Twitter is a strange and terrible beast at times. Sometimes it allows people to feel close to celebrities, luminaries and people one might otherwise be unable to interact with. Other times, it is a direct pipeline from your subconscious to the outside world, laying your darkest impulses and secret opinions bare to a cold and misunderstanding populace. This is why, every Saturday morning, the first thing I do after waking up on the couch where I passed out is check my own outgoing feed to see if it is safe for me to venture out my own front door, or if it is time for me to finally implement Project Miguel Sanchez. But I don’t want to make this about me.
Instead, lets start with a case of the first use of Twitter. Yesterday, DC Comics Co-Publisher Dan DiDio Tweeted this:
@MDesaad @nathanfairbairn @DocShaner Keith and I are about to come at you with an old cult favorite. Hope it meets you're expectations.

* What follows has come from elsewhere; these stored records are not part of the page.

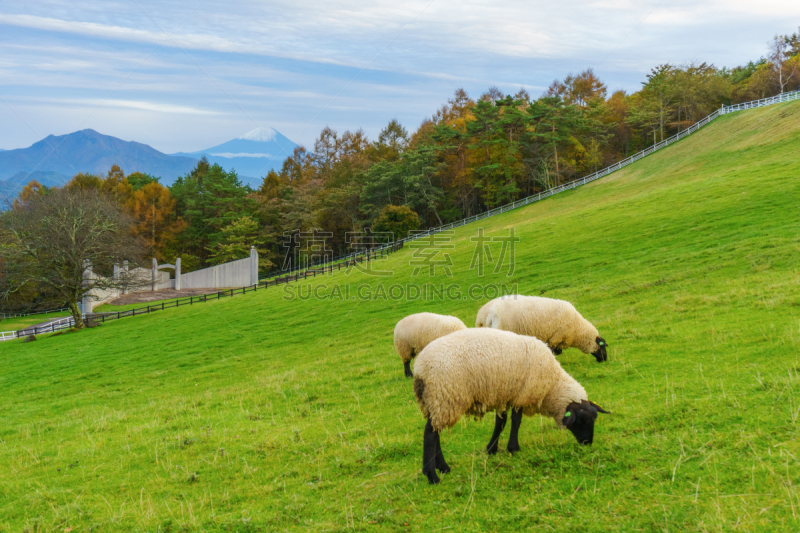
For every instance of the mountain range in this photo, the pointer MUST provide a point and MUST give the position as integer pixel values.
(252, 155)
(55, 159)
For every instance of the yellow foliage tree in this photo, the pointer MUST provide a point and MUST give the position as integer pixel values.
(153, 209)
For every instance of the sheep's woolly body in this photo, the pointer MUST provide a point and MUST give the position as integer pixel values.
(476, 371)
(415, 332)
(555, 322)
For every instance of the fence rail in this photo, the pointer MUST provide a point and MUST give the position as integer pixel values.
(92, 319)
(9, 315)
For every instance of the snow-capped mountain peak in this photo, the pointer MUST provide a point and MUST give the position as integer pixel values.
(259, 134)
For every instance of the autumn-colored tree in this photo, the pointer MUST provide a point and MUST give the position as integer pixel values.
(32, 190)
(153, 211)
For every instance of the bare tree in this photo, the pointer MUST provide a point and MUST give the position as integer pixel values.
(779, 55)
(66, 240)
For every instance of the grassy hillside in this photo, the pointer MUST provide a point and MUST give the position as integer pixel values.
(260, 413)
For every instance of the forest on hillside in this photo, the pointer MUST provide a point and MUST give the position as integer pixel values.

— dan didio (@dandidio1) March 2, 2014
At first glance, this is good news to me. Sure, DiDio isn’t the best comic writer in the world, but he and Giffen really captured lightning in a bottle with O.M.A.C. at the start of the New 52 reboot, so I am actually very interesting in seeing new work on an obscure-ish cult favorite to see if they can do it a second time.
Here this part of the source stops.